For years after that, it hung in a room in the old St. Theresa’s Hospital in Chesterfield. This is where Ipkarnerk remembers seeing her for the first time when she was a little girl.
“We used to go to the hospital and go visit the patients there, and every time I used the phone, there was a little room for the phone and the paint was always there. “, she said.
“I knew it had a special meaning or something.”
Years later, as Ipkarnerk was helping to sell all the items left behind at the hospital before it closed, she decided to buy two of the paintings that hadn’t sold. One of them was the work of Illupalik.
“This painting has always caught my eye,” she said.
Find its creator
Ipkarnerk said at first that she hadn’t thought about who painted it.
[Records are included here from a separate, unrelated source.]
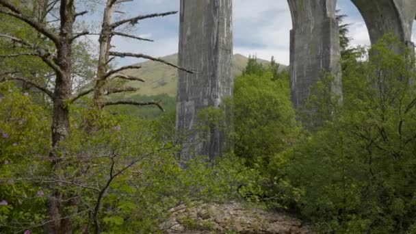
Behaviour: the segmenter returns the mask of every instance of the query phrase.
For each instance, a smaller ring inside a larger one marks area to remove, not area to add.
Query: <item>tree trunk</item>
[[[52,151],[50,158],[52,163],[52,178],[58,181],[60,172],[64,171],[66,165],[60,148],[60,143],[68,136],[69,131],[69,111],[66,101],[70,98],[71,86],[71,55],[73,24],[75,21],[75,6],[73,0],[62,0],[60,9],[61,25],[60,27],[59,42],[56,43],[57,57],[55,62],[60,68],[57,72],[53,95],[53,114],[52,120]],[[70,195],[62,195],[60,187],[62,185],[53,182],[51,185],[52,193],[47,200],[47,211],[53,222],[45,226],[47,233],[70,233],[72,225],[70,218],[66,218],[64,208],[64,200],[69,200]],[[66,202],[66,203],[71,203]]]

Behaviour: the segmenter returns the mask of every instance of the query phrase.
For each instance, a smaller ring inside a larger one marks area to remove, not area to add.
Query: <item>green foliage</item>
[[[0,229],[20,230],[44,218],[44,193],[38,173],[49,167],[38,160],[49,151],[48,116],[28,93],[0,84]]]
[[[118,97],[115,97],[116,99]],[[140,102],[158,101],[167,113],[174,112],[176,111],[176,99],[167,94],[158,94],[153,96],[146,96],[138,94],[129,96],[129,100]],[[118,105],[109,107],[107,109],[113,112],[116,112],[122,115],[135,116],[145,119],[155,119],[161,117],[164,112],[153,106],[135,107],[131,105]]]
[[[352,60],[343,76],[343,105],[284,155],[283,174],[304,192],[297,207],[320,232],[411,232],[416,74],[407,53],[386,36],[369,60]]]
[[[257,168],[287,148],[300,133],[289,100],[289,75],[251,59],[235,81],[232,100],[235,154]]]

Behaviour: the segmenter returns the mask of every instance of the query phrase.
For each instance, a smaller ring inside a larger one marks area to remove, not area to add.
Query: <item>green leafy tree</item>
[[[263,68],[251,58],[235,81],[233,109],[235,152],[248,165],[263,167],[296,140],[300,127],[289,100],[287,71]]]
[[[398,54],[398,47],[406,52]],[[286,159],[289,181],[304,192],[298,207],[323,232],[404,233],[415,226],[414,58],[389,36],[368,53],[344,73],[346,95],[333,119],[274,159]]]

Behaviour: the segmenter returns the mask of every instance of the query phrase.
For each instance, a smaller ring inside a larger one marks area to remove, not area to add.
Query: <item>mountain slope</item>
[[[174,54],[161,57],[167,62],[177,64],[178,55]],[[233,56],[233,75],[239,76],[246,67],[248,58],[235,54]],[[258,59],[262,64],[268,64],[270,62]],[[140,89],[135,93],[127,96],[140,94],[140,95],[154,96],[166,94],[169,96],[174,97],[177,94],[177,83],[178,80],[177,69],[169,66],[153,61],[146,61],[135,65],[142,66],[141,69],[132,69],[125,71],[126,75],[133,75],[146,81],[144,83],[132,81],[126,86]],[[282,65],[282,68],[286,67]]]

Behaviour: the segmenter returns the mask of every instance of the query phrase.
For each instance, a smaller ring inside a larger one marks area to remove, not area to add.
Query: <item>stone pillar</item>
[[[179,72],[176,125],[185,137],[181,159],[213,159],[222,153],[223,134],[216,128],[205,135],[195,127],[199,110],[218,107],[232,94],[232,0],[181,0],[180,12],[179,65],[196,71]]]
[[[335,75],[333,92],[342,99],[339,29],[335,18],[336,0],[288,0],[293,29],[290,32],[291,100],[302,114],[309,88],[323,71]]]

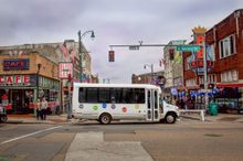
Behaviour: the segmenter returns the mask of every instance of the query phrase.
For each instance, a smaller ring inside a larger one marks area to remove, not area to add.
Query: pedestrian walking
[[[47,100],[45,100],[45,97],[42,98],[42,101],[41,101],[41,115],[42,115],[42,120],[45,120],[46,119],[46,110],[47,110],[47,107],[49,107],[49,103]]]
[[[35,103],[35,109],[36,109],[36,119],[39,120],[41,117],[41,100],[38,98]]]

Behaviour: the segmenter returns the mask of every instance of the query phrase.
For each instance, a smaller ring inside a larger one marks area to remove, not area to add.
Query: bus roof
[[[156,85],[148,85],[148,84],[86,84],[86,83],[74,83],[74,87],[120,87],[120,88],[126,87],[126,88],[149,88],[149,89],[159,88]]]

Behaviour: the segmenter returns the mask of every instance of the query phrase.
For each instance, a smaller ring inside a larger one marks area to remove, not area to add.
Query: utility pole
[[[77,35],[78,35],[78,54],[80,54],[80,79],[81,79],[81,83],[83,82],[82,80],[82,76],[83,76],[83,64],[82,64],[82,58],[83,58],[83,51],[82,51],[82,39],[88,33],[91,32],[91,37],[92,40],[95,39],[95,33],[93,30],[89,30],[89,31],[85,31],[82,35],[81,35],[81,31],[77,32]]]
[[[209,105],[209,96],[208,96],[208,68],[207,68],[207,47],[205,47],[205,40],[202,42],[202,50],[203,50],[203,77],[204,77],[204,90],[205,90],[205,110],[208,108]]]

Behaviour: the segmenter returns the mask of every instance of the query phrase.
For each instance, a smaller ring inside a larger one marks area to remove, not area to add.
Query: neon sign
[[[3,71],[10,69],[29,69],[29,58],[4,60]]]

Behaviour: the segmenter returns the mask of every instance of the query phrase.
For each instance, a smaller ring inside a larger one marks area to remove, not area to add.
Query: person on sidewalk
[[[36,119],[39,120],[41,117],[41,100],[38,98],[36,104],[35,104],[35,109],[36,109]]]
[[[42,120],[45,120],[45,119],[46,119],[47,106],[49,106],[49,103],[47,103],[47,100],[45,100],[45,97],[43,97],[43,98],[42,98],[42,101],[41,101],[41,115],[42,115]]]

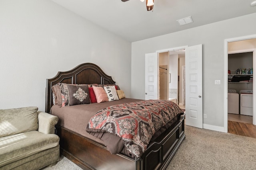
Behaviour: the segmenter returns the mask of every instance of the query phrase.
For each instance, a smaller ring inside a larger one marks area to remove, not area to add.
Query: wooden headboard
[[[58,72],[54,78],[46,79],[46,112],[50,113],[53,105],[52,86],[60,82],[70,84],[116,84],[111,76],[107,75],[98,66],[93,63],[83,63],[69,71]]]

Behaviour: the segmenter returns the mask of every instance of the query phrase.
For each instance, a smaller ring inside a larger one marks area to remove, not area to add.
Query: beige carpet
[[[166,170],[256,170],[256,139],[185,126],[186,138]],[[80,170],[62,156],[44,170]]]

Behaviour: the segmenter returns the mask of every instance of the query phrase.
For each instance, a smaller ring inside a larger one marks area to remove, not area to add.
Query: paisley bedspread
[[[182,113],[176,104],[168,100],[143,100],[114,105],[97,112],[86,130],[115,134],[122,139],[128,150],[140,158],[155,132]]]

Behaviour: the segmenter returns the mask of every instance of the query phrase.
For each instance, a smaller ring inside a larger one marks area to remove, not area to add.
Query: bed
[[[69,71],[59,72],[54,78],[46,79],[45,111],[59,117],[56,127],[60,139],[60,152],[83,169],[164,170],[185,137],[185,114],[180,113],[158,131],[160,133],[156,133],[158,135],[153,136],[139,157],[127,150],[111,154],[102,140],[85,131],[89,119],[87,118],[81,121],[85,114],[83,110],[95,114],[97,111],[110,105],[142,100],[124,98],[100,104],[60,107],[53,104],[52,90],[52,87],[59,83],[104,85],[116,84],[116,82],[98,66],[90,63],[81,64]]]

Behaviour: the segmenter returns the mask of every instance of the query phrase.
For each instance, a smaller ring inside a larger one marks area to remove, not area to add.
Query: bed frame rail
[[[100,145],[57,126],[61,153],[85,170],[164,170],[185,137],[184,115],[174,128],[157,138],[140,159],[134,160],[122,154],[111,154]]]

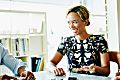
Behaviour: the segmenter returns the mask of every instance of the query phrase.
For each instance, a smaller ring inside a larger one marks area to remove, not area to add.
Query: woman
[[[15,75],[25,77],[25,80],[35,80],[34,74],[28,71],[27,65],[20,62],[12,55],[8,54],[8,50],[0,44],[0,65],[7,66]],[[0,80],[17,80],[17,78],[9,75],[0,75]]]
[[[67,13],[67,22],[74,36],[66,37],[61,42],[48,69],[55,75],[65,75],[65,71],[56,65],[67,55],[71,72],[108,76],[110,63],[107,42],[101,35],[87,33],[85,27],[90,22],[86,7],[80,5],[71,8]]]

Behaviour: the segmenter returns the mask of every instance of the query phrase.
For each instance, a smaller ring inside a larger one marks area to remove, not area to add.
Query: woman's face
[[[85,21],[77,13],[70,12],[67,15],[67,22],[74,35],[80,35],[85,31]]]

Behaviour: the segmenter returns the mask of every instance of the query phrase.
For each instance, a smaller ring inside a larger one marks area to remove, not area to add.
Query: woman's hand
[[[65,71],[63,70],[63,68],[56,68],[56,69],[54,70],[54,74],[55,74],[56,76],[66,75],[66,74],[65,74]]]
[[[83,66],[81,68],[77,68],[76,71],[77,72],[89,71],[90,73],[94,73],[95,72],[95,66],[93,64],[91,64],[90,66]]]
[[[21,77],[25,77],[23,80],[35,80],[35,76],[32,72],[22,72]]]

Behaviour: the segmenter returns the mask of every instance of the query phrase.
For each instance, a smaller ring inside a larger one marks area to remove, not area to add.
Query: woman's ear
[[[85,22],[85,25],[86,25],[86,26],[89,26],[89,25],[90,25],[90,22],[89,22],[88,19],[86,19],[84,22]]]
Then, in 2012, his late cousin Bernadette Niviatsiak spotted him and exclaimed that she knew his creator.
“She said, ‘Well, I should take that painting with me – I know the person who did it! ‘” Ipkarnerk recalls with a laugh. “But it seemed like I had a connection, a connection to this painting, so I kept it.”
Niviatsiak died in January.
“I was thinking about her and thinking, maybe I should try to find the person who painted it,” she said.
The search, once started, was over in an instant. Ipkarnerk posted on an Iqaluit Facebook page, and within minutes Cinthia’s friends tagged her in the post.
“I’m so happy that Cinthia and her siblings can keep the painting, and I hope she treasures it,” Ipkarnerk said.
Alaralak said he found the artwork of her smile, his father, brought a mix of emotions. The painting arrived in Igloolik before the first anniversary of Illupalik’s death.
“I was happy, I was emotional. I had them mixed together, so I couldn’t cry — I was just happy when I received it,” she said.